You can select a bar
in any histogram, and the observations that are in that bucket are
highlighted in the EMWS.Trans_TRAIN data set window and in the other
histograms. Close the
Explore window to return
to the
Variables - Reg window.
-
(Optional) You can explore
the histograms of other input variables.
-
Close the
Variables - Reg window.
-
In the Properties Panel,
scroll down to view the Train properties. Click on the
Selection Model property in the
Model Selection subgroup, and select
Stepwise from the drop-down
menu that appears. This specification causes SAS Enterprise Miner
to use stepwise variable selection to build the logistic regression
model.
Note: The Regression node automatically
performs logistic regression if the target variable is a class variable
that takes one of two values. If the target variable is a continuous
variable, then the Regression node performs linear regression.
-
In the Diagram Workspace,
right-click the Regression node, and select
Run from the resulting menu. Click
Yes in the
confirmation window that opens.
-
In the window that appears
when processing completes, click
Results. The
Results window appears.
-
Maximize the
Output window. This window details the variable selection
process. Lines 402–423 list a summary of the steps that were
taken.
-
Minimize the
Output window and maximize the
Score Rankings
Overlay window.
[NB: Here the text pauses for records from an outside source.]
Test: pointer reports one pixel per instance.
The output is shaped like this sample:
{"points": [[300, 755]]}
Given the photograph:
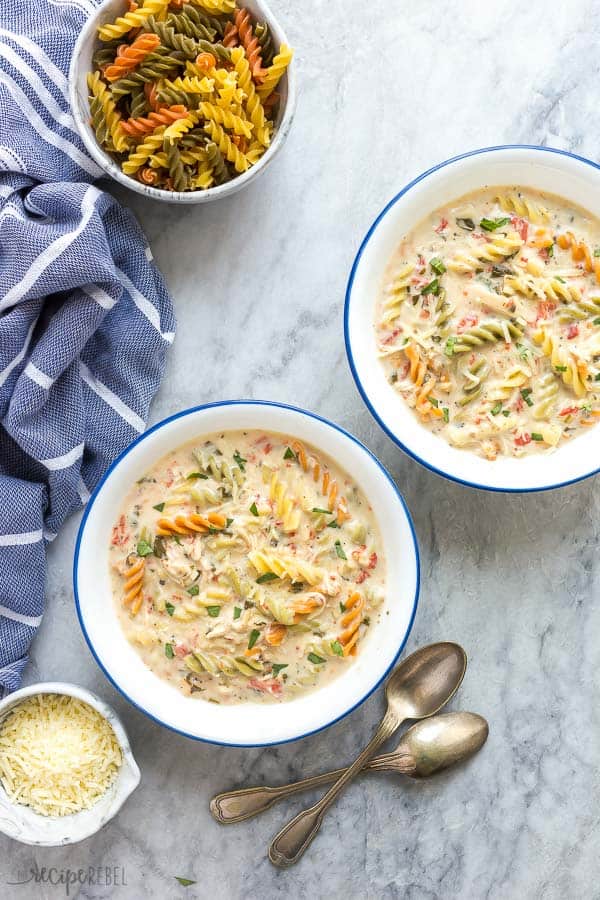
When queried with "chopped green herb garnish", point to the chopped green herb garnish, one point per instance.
{"points": [[240, 461], [449, 348], [525, 394], [144, 549], [493, 224], [340, 550], [432, 288], [268, 576]]}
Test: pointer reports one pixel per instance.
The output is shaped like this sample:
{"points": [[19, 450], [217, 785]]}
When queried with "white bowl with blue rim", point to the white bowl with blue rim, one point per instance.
{"points": [[23, 824], [247, 724], [81, 64], [541, 168]]}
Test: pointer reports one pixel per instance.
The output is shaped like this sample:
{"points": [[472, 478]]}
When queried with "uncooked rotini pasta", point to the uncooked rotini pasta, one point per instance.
{"points": [[238, 572], [168, 60], [488, 322]]}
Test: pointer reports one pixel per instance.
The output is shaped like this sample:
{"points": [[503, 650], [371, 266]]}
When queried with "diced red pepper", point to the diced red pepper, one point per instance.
{"points": [[521, 226], [271, 686], [523, 440]]}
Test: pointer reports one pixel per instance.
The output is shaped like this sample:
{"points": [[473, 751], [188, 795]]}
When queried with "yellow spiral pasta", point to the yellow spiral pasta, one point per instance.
{"points": [[225, 118], [130, 20], [253, 105], [275, 71], [226, 146], [100, 94], [573, 371]]}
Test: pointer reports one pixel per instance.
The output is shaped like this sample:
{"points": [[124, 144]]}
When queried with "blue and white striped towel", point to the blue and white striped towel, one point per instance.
{"points": [[85, 318]]}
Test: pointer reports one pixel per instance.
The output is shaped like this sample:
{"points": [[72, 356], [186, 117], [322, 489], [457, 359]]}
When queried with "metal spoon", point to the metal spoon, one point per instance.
{"points": [[425, 749], [418, 688]]}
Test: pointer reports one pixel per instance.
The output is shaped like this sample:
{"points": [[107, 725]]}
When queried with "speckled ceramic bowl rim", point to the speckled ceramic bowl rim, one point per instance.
{"points": [[126, 782], [298, 731], [110, 167], [411, 447]]}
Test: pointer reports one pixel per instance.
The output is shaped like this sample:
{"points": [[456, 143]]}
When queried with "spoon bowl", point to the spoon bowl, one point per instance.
{"points": [[426, 680]]}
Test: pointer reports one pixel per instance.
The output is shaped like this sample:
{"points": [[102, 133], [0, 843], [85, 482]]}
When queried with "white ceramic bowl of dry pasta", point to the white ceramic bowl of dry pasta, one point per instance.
{"points": [[183, 102], [66, 766], [236, 583], [472, 318]]}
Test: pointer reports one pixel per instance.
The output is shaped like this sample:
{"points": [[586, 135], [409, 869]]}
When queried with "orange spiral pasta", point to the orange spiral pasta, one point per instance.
{"points": [[250, 44], [133, 585], [230, 35], [275, 634], [148, 124], [580, 252], [329, 486], [193, 524], [130, 55], [351, 621]]}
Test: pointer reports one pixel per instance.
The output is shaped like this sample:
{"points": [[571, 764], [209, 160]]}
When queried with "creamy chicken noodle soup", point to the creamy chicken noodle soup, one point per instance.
{"points": [[247, 566], [488, 324]]}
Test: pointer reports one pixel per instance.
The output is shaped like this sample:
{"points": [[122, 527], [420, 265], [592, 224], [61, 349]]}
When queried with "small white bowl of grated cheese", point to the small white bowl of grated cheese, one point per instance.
{"points": [[66, 766]]}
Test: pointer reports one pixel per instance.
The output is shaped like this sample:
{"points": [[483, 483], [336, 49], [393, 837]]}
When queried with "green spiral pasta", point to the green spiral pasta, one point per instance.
{"points": [[487, 332]]}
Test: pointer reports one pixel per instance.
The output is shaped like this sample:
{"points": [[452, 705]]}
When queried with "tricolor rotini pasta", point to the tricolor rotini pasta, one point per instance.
{"points": [[488, 322], [205, 62], [247, 566]]}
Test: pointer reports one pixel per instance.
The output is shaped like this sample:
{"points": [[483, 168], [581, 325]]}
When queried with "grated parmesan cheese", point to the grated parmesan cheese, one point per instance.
{"points": [[58, 755]]}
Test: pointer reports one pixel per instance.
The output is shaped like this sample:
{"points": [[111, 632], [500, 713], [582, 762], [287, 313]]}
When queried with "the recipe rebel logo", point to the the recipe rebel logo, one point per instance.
{"points": [[71, 879]]}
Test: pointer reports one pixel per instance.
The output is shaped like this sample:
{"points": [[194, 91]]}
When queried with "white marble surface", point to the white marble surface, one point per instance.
{"points": [[387, 89]]}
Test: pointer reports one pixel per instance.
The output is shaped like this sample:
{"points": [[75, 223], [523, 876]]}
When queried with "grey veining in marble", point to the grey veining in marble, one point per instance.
{"points": [[386, 90]]}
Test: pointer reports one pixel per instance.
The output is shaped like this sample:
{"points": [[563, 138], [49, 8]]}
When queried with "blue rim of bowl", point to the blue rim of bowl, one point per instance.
{"points": [[359, 385], [304, 412]]}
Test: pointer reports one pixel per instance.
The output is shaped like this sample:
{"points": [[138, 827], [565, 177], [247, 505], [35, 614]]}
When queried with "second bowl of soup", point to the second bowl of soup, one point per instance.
{"points": [[247, 573], [473, 319]]}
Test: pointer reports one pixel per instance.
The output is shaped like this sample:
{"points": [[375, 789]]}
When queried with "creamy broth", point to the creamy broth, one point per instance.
{"points": [[488, 324], [247, 566]]}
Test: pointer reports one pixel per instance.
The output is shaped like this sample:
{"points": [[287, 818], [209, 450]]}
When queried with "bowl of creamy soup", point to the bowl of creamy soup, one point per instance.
{"points": [[246, 573], [473, 318]]}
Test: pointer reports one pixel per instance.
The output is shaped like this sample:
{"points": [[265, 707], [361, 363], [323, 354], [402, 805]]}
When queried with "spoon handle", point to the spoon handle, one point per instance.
{"points": [[291, 842], [237, 806]]}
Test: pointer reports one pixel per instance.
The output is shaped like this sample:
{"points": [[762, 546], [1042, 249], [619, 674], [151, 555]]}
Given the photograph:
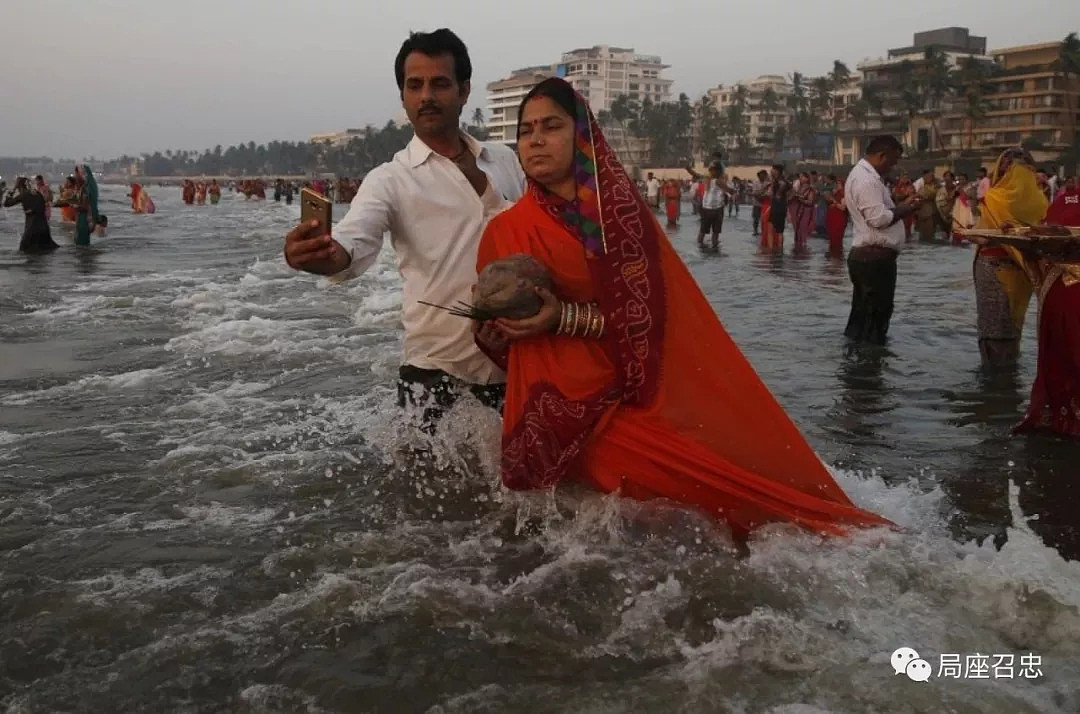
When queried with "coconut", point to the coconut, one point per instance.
{"points": [[507, 287]]}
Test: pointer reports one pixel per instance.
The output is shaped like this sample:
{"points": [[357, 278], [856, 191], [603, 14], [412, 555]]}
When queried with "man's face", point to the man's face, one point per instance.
{"points": [[889, 158], [431, 96]]}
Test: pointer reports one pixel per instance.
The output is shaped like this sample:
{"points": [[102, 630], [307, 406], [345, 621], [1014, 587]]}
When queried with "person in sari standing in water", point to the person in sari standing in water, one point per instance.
{"points": [[140, 200], [926, 218], [673, 198], [1002, 287], [805, 210], [66, 201], [46, 193], [836, 217], [772, 227], [901, 192], [963, 209], [1055, 393], [625, 378], [37, 237]]}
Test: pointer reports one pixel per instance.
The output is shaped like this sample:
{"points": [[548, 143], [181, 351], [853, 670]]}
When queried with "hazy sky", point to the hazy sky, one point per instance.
{"points": [[108, 77]]}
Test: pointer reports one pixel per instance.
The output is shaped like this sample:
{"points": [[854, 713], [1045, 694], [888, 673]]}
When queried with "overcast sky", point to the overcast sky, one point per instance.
{"points": [[108, 77]]}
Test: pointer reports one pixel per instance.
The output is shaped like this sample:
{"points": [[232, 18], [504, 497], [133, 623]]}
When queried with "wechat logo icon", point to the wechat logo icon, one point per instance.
{"points": [[907, 661]]}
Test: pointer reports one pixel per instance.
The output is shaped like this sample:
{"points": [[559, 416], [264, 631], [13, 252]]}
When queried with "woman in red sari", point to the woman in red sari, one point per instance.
{"points": [[804, 209], [903, 190], [1055, 394], [625, 378], [836, 218]]}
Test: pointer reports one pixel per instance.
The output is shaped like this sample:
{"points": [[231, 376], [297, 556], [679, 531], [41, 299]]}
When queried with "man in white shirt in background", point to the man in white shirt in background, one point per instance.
{"points": [[434, 197], [878, 236], [652, 191], [715, 189], [759, 189]]}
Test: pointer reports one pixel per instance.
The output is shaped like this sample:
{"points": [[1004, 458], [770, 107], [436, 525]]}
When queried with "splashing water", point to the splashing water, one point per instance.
{"points": [[210, 502]]}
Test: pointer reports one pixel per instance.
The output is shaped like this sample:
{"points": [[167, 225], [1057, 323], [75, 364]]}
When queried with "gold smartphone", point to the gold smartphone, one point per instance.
{"points": [[316, 206]]}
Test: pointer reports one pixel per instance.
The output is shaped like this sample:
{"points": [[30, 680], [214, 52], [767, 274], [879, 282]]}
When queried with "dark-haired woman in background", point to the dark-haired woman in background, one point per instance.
{"points": [[625, 379]]}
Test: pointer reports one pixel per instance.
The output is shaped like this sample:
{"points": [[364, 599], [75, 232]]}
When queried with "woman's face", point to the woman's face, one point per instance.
{"points": [[545, 140]]}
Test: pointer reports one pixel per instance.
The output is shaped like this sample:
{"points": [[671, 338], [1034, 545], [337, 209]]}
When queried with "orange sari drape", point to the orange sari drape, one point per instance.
{"points": [[713, 436], [771, 241]]}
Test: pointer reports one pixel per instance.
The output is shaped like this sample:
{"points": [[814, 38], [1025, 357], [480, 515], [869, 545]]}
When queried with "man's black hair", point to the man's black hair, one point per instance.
{"points": [[440, 42], [883, 143]]}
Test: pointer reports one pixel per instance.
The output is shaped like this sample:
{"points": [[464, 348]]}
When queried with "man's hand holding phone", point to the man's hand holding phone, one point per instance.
{"points": [[310, 248]]}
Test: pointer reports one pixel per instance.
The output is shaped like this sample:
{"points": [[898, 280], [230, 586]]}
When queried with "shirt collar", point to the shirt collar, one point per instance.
{"points": [[869, 169], [419, 152]]}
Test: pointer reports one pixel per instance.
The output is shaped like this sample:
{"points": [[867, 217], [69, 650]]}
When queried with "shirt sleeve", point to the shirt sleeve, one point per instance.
{"points": [[361, 231], [869, 205]]}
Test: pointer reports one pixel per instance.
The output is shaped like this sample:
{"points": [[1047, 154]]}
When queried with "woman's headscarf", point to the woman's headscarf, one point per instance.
{"points": [[46, 194], [621, 239], [91, 187], [1065, 210], [1014, 196]]}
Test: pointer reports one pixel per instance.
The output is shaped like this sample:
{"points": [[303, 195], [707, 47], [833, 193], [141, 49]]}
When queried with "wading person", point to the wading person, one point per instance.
{"points": [[434, 198], [625, 379], [877, 237]]}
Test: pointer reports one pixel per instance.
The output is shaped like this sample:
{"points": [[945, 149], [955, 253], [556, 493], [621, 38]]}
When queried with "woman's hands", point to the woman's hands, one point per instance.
{"points": [[490, 336], [544, 322]]}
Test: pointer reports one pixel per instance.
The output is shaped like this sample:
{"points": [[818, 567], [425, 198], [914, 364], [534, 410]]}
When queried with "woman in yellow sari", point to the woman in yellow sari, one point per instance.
{"points": [[1002, 288], [625, 379]]}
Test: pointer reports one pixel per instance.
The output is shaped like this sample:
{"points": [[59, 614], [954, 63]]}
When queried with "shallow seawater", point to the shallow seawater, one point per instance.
{"points": [[204, 504]]}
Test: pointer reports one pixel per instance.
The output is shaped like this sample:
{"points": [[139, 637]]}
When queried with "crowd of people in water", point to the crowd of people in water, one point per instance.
{"points": [[620, 374], [77, 201]]}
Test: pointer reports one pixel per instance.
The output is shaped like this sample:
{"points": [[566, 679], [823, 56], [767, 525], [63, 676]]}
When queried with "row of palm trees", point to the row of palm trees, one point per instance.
{"points": [[931, 88]]}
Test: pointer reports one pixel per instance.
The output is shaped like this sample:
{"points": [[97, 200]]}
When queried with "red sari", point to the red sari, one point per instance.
{"points": [[902, 191], [664, 405], [771, 241], [673, 196], [1055, 394], [836, 220]]}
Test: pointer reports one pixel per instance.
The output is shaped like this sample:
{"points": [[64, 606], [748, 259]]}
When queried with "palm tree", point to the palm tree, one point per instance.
{"points": [[969, 83], [1068, 66]]}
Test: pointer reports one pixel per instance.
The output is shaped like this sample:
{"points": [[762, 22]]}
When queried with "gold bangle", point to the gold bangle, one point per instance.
{"points": [[594, 326]]}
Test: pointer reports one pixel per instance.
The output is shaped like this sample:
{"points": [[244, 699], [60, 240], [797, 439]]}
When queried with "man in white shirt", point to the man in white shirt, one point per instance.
{"points": [[715, 188], [759, 189], [652, 191], [878, 236], [434, 198]]}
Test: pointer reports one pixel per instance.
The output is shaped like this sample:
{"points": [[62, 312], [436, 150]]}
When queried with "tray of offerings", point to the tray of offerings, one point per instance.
{"points": [[1054, 241]]}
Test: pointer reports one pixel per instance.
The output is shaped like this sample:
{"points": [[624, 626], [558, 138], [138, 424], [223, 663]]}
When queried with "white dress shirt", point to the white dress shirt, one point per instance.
{"points": [[871, 207], [435, 220], [714, 196]]}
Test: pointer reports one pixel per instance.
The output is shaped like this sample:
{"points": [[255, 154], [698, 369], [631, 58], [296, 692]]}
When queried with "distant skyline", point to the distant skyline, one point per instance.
{"points": [[116, 77]]}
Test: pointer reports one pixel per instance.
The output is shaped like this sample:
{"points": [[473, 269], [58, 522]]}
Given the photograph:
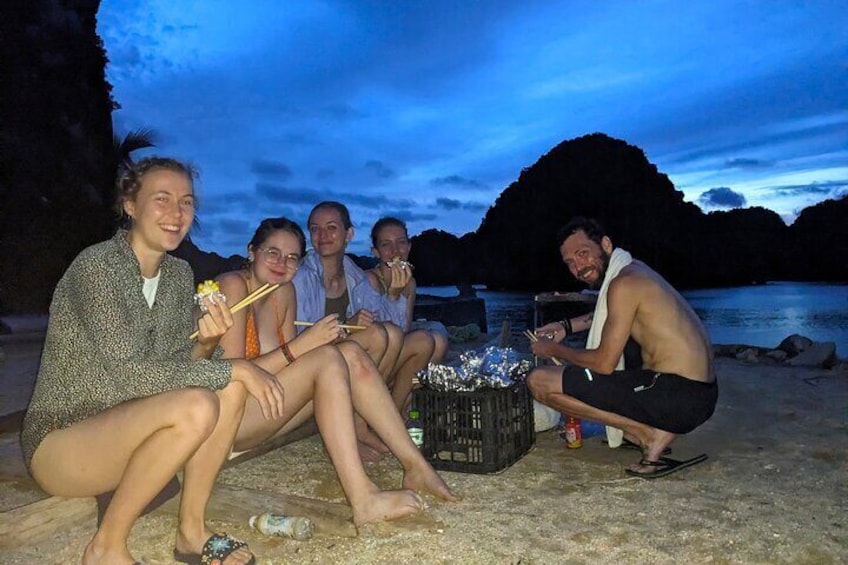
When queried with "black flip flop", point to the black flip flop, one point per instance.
{"points": [[664, 466]]}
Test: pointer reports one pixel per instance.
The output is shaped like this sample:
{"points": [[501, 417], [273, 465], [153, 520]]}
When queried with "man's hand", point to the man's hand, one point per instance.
{"points": [[544, 347], [262, 386], [553, 331]]}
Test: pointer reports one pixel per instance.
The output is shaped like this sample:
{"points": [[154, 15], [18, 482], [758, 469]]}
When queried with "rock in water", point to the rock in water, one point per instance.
{"points": [[795, 344], [819, 354]]}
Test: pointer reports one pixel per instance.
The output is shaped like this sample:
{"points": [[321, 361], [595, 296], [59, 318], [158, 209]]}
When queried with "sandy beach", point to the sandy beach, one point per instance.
{"points": [[774, 490]]}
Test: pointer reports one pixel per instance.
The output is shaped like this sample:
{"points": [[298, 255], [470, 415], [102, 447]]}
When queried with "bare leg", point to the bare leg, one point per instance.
{"points": [[375, 341], [319, 381], [416, 352], [201, 471], [134, 448], [373, 401], [440, 342], [387, 366], [546, 385]]}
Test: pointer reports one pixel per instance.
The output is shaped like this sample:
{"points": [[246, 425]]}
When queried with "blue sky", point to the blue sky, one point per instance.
{"points": [[429, 110]]}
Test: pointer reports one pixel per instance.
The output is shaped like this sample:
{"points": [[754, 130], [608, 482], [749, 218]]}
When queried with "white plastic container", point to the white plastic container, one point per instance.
{"points": [[295, 527]]}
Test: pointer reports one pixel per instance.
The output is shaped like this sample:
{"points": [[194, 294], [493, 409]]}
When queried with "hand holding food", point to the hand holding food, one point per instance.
{"points": [[210, 290], [401, 272]]}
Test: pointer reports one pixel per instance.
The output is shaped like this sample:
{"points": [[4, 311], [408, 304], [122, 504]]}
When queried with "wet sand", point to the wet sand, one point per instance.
{"points": [[774, 490]]}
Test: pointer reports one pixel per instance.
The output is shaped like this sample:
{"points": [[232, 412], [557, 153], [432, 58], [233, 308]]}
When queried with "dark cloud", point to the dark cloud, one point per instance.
{"points": [[287, 195], [456, 180], [721, 197], [453, 204], [743, 163], [828, 188], [275, 169], [410, 216], [380, 169]]}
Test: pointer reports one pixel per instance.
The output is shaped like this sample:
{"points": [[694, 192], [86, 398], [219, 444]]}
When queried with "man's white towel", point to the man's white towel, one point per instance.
{"points": [[618, 260]]}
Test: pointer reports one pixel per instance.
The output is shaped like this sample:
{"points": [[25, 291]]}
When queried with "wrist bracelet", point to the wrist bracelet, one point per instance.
{"points": [[287, 353]]}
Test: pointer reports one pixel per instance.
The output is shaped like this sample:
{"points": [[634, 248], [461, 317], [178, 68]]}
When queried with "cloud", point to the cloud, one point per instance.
{"points": [[743, 163], [380, 169], [409, 216], [721, 197], [267, 168], [456, 180], [453, 204], [309, 196], [834, 188]]}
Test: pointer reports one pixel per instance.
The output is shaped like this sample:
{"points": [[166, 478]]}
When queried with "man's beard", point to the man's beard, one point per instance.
{"points": [[605, 259]]}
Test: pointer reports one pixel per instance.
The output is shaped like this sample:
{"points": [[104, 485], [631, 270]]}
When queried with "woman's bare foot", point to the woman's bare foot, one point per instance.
{"points": [[95, 553], [382, 506], [424, 478], [367, 453]]}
From the drop-down menu, select
Cumulative Total Expected Profit.
The data that is used
to construct this plot is ordered by expected profit. For this example,
you have defined a profit matrix. Therefore, expected profit is a
function of both the probability of donation for an individual and
the profit associated with the corresponding outcome. A value is computed
for each decision from the sum of the decision matrix values multiplied
by the classification probabilities and minus any defined cost. The
decision with the greatest value is selected, and the value of that
selected decision for each observation is used to compute overall
profit measures.
The plot represents
the cumulative total expected profit that results from soliciting
the best
n% of the individuals (as determined
by expected profit) on your mailing list. For example, if you were
to solicit the best 40% of the individuals, the total expected profit
from the validation data would be around $850. If you were to solicit
everyone on the list, then based on the validation data, you could
expect a $2150 profit on the campaign.
-
Close the
Results window.